Update: The round in question was $135 million, not $100 million as originally noted. I apologize for the mistake!
What do you call AI these days? ML in a suit.
ML, or machine learning, is a big market today. That is thanks to modern corporations accreting data like hoarders and data science maturing as a work category. Evidence of the former can be found in the growth posted by Databricks in recent quarters, and the latter by just how much cash Big Tech companies are willing to drop on ML-focused roles.
The market that Weights & Biases plays in, then, is active these days. That makes it not a huge surprise that the startup just raised more than $135 million in a supersized Series C. The company is now worth around $1 billion, it said in a release. Felicis, Insight Partners, Bond and Coatue contributed to the deal.
According to Carta data, data and analytics-focused Series C rounds since the start of 2020 have median values of $43.75 million, and median resulting valuations (post-money) of around $416 million. That makes this round effectively a double-up on what we might expect the company to raise, given historical data.

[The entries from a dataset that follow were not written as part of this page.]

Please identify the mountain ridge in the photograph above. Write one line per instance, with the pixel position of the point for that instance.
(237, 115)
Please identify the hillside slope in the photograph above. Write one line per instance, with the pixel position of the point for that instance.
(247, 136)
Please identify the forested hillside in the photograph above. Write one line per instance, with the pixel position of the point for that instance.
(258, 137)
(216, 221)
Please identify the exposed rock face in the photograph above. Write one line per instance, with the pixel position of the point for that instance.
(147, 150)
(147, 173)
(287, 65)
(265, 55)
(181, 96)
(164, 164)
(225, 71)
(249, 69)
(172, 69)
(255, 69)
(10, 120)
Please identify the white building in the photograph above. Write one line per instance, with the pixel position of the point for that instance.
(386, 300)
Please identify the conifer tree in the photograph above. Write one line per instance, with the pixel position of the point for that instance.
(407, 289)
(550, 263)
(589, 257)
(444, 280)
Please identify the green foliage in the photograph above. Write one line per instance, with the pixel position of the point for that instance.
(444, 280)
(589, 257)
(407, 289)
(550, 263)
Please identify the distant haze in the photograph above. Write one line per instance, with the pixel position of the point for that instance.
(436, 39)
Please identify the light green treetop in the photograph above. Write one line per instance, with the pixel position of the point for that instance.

In product terms, Weights & Biases plays in the “MLOps” space, or the machine learning operations market. MLOps is analogous to DevOps, naturally, despite being a newer category.
According to Weights & Biases co-founder Lukas Biewald, the software world has a set of tools built for developers to write and deploy code well. This could include a git-style service (GitLab, GitHub, etc.), monitoring (Atlassian, Datadog, etc.), and the like.
His company’s goal, he explained, is to build a similar stack of services for the ML world. And today, he explained, many ML teams are working with ad-hoc tooling or simply without software assistance.
The need for such a stack could be stark. A difference between the development and the ML world, according to Biewald, is that while code crashes when it fails, ML work can “behave badly” in more subtle ways.
Enter Weights & Biases, naturally. The startup’s product life started with experiment tracking, which Biewald likened to code versioning in the DevOps stack. Git, he explained, while great for versioning code that humans write, is somewhat poor at handling different versions of computer-generated code, like that which comes from machine learning work. That’s the sort of issue that Weights & Biases wants to take on.
The effort is certainly attracting investor attention. Felicis investor Aydin Senkut told TechCrunch that he’d had his eye on Weights & Biases for some time, but that other investors wound up leading its preceding two rounds. This time ’round, Senkut got into the cap table by pre-empting the company. Per Biewald, Weights & Biases would have raised a similar round, albeit later, if Felicis hadn’t led the charge.
TechCrunch dug into the startup’s pricing scheme prior to chatting with the company. Its price list looked inexpensive compared to the productivity that Weights & Biases appears intent on delivering as its builds out its service. Note that this is not a compliment per se; underpricing is a way to transfer value from the company — and investors — to customers in the near term.
Biewald said that Weights & Biases is pricing its service so that it is easy for anyone to access. Senkut added that amid customer checks executed by Felicis during its diligence for the investment, clients said that the startup was underpricing its service by a factor of three.
The investor added that he was excited by the prospect as other companies like Shopify had pursued similarly long-term greed over near-term incomes.
Frankly, I am intrigued by what Weights & Biases seems to want to build. Let’s see how far a nine-figure check that came early can get the company. The next time we talk, it will be time to home in on growth metrics more precisely and check in on the margin impacts of its free service (unless, of course, it sticks that particular item in its sales and marketing expense line item).